"Geçmiş aslında geçmemiş efendim
Hep bir köşede yerinden çıkmak için geceyi beklermiş"Oğuz Atay
KALK, KALK ,KALK. SABAH OLDU!
"Noluyo lan şafak operasyonunda mıyız!?"
Odamın kapısı bir anda açıldı. "Kalktın mı?" Diye bir çıkış yaptı Anneannem. Bilmem kalktım mı?
"Başak hadi oyalanmaya vakit yok hızlı ol, uçağı kaçıracaksın. Çabuk ol!""Niye kaçırayım uçağı yaa, korsan mıyım ben!" Henüz açılmakta olan windows gibi çalışıyordu beynim. Ağzımın içinde konuşmuştum. Odadan çıkan anneannem duymamıştı bile beni. Göz kapaklarım kuvvetli bir güçle aşağı doğru çekiliyordu. Ağzım yarı açık şekildeydi. Yatma şeklimden bahsetmeyi hiç istemiyorum. Sıcak taş bulmuş iguana gibi yapışmıştım çünkü yatağa. İçeriden bir ses yükseldi. "Pişi yaptım, dayın bitirince ağlama."

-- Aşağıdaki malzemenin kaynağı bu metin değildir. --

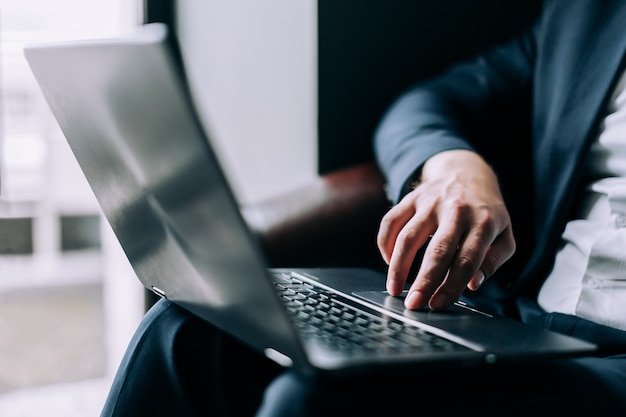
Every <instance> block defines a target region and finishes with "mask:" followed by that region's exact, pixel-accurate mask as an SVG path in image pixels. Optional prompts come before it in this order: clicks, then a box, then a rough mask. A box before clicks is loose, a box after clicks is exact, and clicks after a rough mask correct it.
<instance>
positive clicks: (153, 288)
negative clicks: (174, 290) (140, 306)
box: [151, 285, 167, 298]
mask: <svg viewBox="0 0 626 417" xmlns="http://www.w3.org/2000/svg"><path fill="white" fill-rule="evenodd" d="M151 289H152V292H153V293H155V294H156V295H158V296H159V297H161V298H167V297H166V296H165V291H163V290H162V289H160V288H157V287H155V286H154V285H153V286H152V288H151Z"/></svg>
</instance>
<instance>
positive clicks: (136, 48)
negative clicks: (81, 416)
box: [25, 24, 308, 366]
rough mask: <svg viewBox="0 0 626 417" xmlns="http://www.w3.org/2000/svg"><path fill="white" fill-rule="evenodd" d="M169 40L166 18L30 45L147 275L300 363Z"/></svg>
mask: <svg viewBox="0 0 626 417" xmlns="http://www.w3.org/2000/svg"><path fill="white" fill-rule="evenodd" d="M173 50H174V49H173V48H172V46H171V44H170V40H169V39H168V33H167V29H166V27H165V26H164V25H161V24H151V25H145V26H142V27H140V28H138V30H137V31H136V32H134V33H132V34H130V35H128V36H126V37H122V38H115V39H110V40H97V41H93V40H92V41H79V42H69V43H62V44H54V45H52V44H47V45H34V46H29V47H27V48H26V49H25V55H26V58H27V60H28V62H29V64H30V66H31V69H32V71H33V73H34V75H35V77H36V79H37V82H38V83H39V86H40V87H41V89H42V91H43V94H44V96H45V98H46V100H47V102H48V104H49V106H50V108H51V109H52V112H53V114H54V116H55V117H56V119H57V121H58V122H59V125H60V127H61V129H62V130H63V133H64V134H65V136H66V139H67V141H68V143H69V145H70V147H71V149H72V151H73V153H74V155H75V157H76V159H77V160H78V163H79V164H80V166H81V169H82V170H83V172H84V173H85V176H86V178H87V180H88V181H89V183H90V186H91V188H92V189H93V191H94V194H95V196H96V198H97V199H98V201H99V203H100V205H101V207H102V210H103V212H104V215H105V216H106V218H107V220H108V221H109V223H110V224H111V226H112V229H113V231H114V232H115V234H116V236H117V238H118V239H119V241H120V243H121V246H122V248H123V249H124V251H125V253H126V255H127V257H128V258H129V260H130V263H131V264H132V266H133V268H134V270H135V272H136V274H137V276H138V278H139V280H140V281H141V282H142V283H143V285H144V286H145V287H146V288H148V289H152V290H153V291H155V292H157V293H159V294H161V295H162V296H165V297H167V298H168V299H170V300H171V301H173V302H176V303H177V304H180V305H182V306H183V307H185V308H187V309H189V310H190V311H192V312H194V313H196V314H198V315H200V316H201V317H204V318H206V319H208V320H210V321H211V322H213V323H214V324H216V325H217V326H219V327H221V328H224V329H228V331H229V332H231V333H232V334H233V335H234V336H235V337H239V338H240V339H242V340H243V341H245V342H247V343H249V344H251V345H253V346H254V347H256V348H257V349H259V350H260V351H265V352H266V354H267V355H268V356H273V358H274V359H276V356H279V357H282V356H281V355H285V357H283V359H284V360H283V362H285V363H287V364H288V363H289V362H290V361H293V362H294V364H295V365H296V366H307V365H308V363H307V361H306V359H305V357H304V354H303V351H302V348H301V345H300V344H299V342H298V339H297V337H296V336H295V333H294V331H293V328H292V325H291V324H290V321H289V319H288V318H287V316H286V315H285V312H284V310H283V306H282V304H281V303H280V301H279V300H278V297H277V295H276V293H275V290H274V288H273V287H272V284H271V281H270V279H269V276H268V275H267V273H268V272H267V265H266V264H265V261H264V257H263V255H262V253H261V252H260V249H259V247H258V246H257V245H255V242H256V241H255V237H254V236H252V235H251V234H250V232H249V230H248V228H247V226H246V224H245V222H244V220H243V219H242V217H241V215H240V212H239V210H238V207H237V201H236V198H235V197H234V196H233V195H232V194H231V191H230V189H229V187H228V186H227V185H226V184H227V183H226V179H225V178H224V175H223V172H222V171H221V169H220V166H219V163H218V161H217V160H216V158H215V155H214V153H213V150H212V149H211V147H210V145H209V143H208V141H207V140H206V138H207V136H206V132H205V131H204V129H203V126H202V124H201V123H200V122H199V119H198V116H197V115H196V113H195V109H194V105H193V104H192V102H191V98H190V97H191V96H190V94H188V89H187V86H186V85H185V78H184V76H183V71H181V68H180V67H179V66H178V65H180V62H179V61H178V60H176V58H175V57H174V55H173ZM199 179H200V180H199ZM208 236H212V238H210V239H209V238H207V237H208ZM183 276H184V277H185V279H184V282H185V285H181V280H180V278H181V277H183Z"/></svg>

İşte ölüm uykusuna dalsam beni uyandırabilecek tek sözdu bu. Yatakta oturur pozisyona geçtim. Buraya nasıl geldiğim hakkında hiçbir fikrim yoktu. Gerçi dün nasıl uyuduğumuda tam olarak hatırlamıyordum."Tamam tamaaaam. Durun geliyorum. Dayı insaflı ol biraz."
Hemen yataktan fırlayıp yüzümü yıkamaya gittim. Aynada karşılaştığım halim pek iç açıcı değildi. Tipim fena kaymış, saçlarıma elektrik çarpmış gibiydi. Yüzüme bir su çarpıp salona geçtim.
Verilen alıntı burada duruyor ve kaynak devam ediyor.